The city of Duluth lets the fire hydrant on Orange Street spray water during the freezing months of the year to keep the hydrant's supply pipe from freezing. This water line dead ends on Orange Street and rests far above the frost line due to impeding bedrock, making it especially vulnerable to freezing. But, as long as the pipe’s water is moving, it won’t freeze.
“It’s the same strategy we use with an individual house,” Duluth’s chief engineer of utilities Eric Shaffer said. “This year we had over a thousand houses running their water to keep the service (lines) from freezing because it was a colder than average winter.”

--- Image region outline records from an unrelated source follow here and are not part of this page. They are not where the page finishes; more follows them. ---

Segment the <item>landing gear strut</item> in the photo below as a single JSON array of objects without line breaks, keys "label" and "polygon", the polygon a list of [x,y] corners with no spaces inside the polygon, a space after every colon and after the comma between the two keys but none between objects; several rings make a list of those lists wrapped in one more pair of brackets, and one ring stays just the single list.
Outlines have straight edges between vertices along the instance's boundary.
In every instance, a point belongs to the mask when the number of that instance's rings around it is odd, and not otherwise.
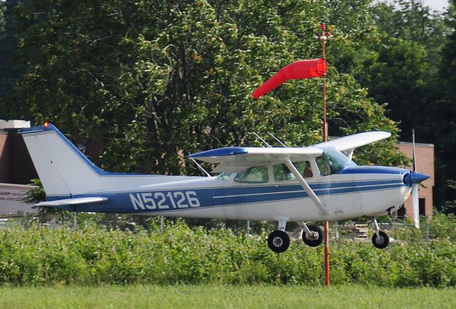
[{"label": "landing gear strut", "polygon": [[[285,231],[286,221],[279,221],[279,229],[273,231],[268,237],[268,246],[269,248],[278,253],[284,252],[290,246],[290,236]],[[315,225],[307,226],[304,222],[299,222],[302,228],[300,233],[290,234],[294,239],[302,239],[304,243],[310,247],[316,247],[323,242],[323,231],[321,228]],[[302,236],[301,236],[302,235]]]},{"label": "landing gear strut", "polygon": [[375,225],[375,233],[372,236],[372,244],[379,249],[384,249],[390,244],[390,237],[383,231],[380,231],[377,222],[377,218],[373,219]]}]

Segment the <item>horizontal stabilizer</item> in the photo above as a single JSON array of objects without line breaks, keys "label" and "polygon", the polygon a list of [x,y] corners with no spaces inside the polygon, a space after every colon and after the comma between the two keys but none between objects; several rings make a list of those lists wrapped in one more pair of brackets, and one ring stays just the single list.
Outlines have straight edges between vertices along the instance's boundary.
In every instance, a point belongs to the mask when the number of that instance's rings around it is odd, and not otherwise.
[{"label": "horizontal stabilizer", "polygon": [[104,201],[108,201],[108,198],[100,197],[77,197],[75,199],[58,199],[56,201],[41,201],[41,203],[36,204],[35,206],[38,207],[43,206],[55,207],[57,206],[80,205],[82,204],[100,203]]}]

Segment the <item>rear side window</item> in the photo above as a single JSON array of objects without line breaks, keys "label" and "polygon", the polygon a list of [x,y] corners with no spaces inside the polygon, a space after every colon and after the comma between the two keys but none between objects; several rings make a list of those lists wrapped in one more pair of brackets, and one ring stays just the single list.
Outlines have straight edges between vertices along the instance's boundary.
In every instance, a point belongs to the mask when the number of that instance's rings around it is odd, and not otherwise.
[{"label": "rear side window", "polygon": [[268,168],[266,166],[249,167],[234,177],[236,182],[264,183],[269,181]]},{"label": "rear side window", "polygon": [[[310,178],[314,176],[312,168],[309,161],[300,162],[293,162],[299,174],[304,178]],[[295,180],[296,177],[289,169],[284,163],[274,164],[272,167],[274,172],[274,179],[276,182],[285,182],[286,180]]]}]

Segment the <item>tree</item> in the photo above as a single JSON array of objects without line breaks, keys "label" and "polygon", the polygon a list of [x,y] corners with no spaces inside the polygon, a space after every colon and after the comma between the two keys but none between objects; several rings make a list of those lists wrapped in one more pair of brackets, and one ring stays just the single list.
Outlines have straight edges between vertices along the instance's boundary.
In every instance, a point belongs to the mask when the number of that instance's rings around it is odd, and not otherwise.
[{"label": "tree", "polygon": [[[349,53],[343,42],[349,46],[363,28],[344,23],[337,5],[346,2],[20,3],[18,61],[26,71],[3,108],[50,120],[79,140],[102,135],[100,162],[120,172],[195,173],[180,154],[254,145],[253,132],[313,144],[321,136],[321,80],[289,83],[259,100],[252,93],[291,62],[321,56],[314,36],[322,16],[341,24],[330,61]],[[369,22],[369,2],[352,4],[351,23]],[[397,136],[353,73],[332,67],[328,89],[331,135],[386,130]],[[373,147],[359,159],[404,162],[392,141]]]}]

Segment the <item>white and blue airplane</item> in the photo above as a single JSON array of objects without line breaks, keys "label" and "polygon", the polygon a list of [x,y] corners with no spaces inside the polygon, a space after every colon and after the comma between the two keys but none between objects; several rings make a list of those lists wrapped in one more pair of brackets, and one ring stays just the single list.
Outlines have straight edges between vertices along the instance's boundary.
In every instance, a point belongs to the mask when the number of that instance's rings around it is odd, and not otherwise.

"It's a treat to look at," said Bunter Knowles, the owner of the property the volcano sits on. Before he planted trees in his front yard, he was able to watch it grow and melt from his window across the street from the volcano.
And he’s not the only one who enjoys the view. Since he moved to Orange Street in 1988, Knowles said visitors continue to stop by every day, mesmerized by the volcano’s enormity and puzzled by its peculiarity.
“People ask, ‘How many hours a day do you have to stand out here with your hose to get that?’” Knowles said and chuckled.
Along with the hose theory, popular speculations visitors think up include a geyser-like natural spring, a nasty break in the water line, or an obscure ice sculpture.
And sometimes, Knowles likes to keep them guessing. When kids ask him what it is, he says it’s an “ice princess palace.”
But, he warns visitors to stay away from the “princess” and to not climb on the ice palace because of its weak infrastructure.
“It’s beautiful to look at, but stay away,” he said.
He estimated the volcano can get up to 30 feet high, but the size is deceiving. The walls are thin and the inside is hollow, making it dangerous to climb.
Its size is also deceiving to Knowles and his friends who place bets on what day the volcano will officially melt every year. Once it lasted halfway through June.
This year, Knowles has his eye set on May 20.
When do you think the volcano will melt?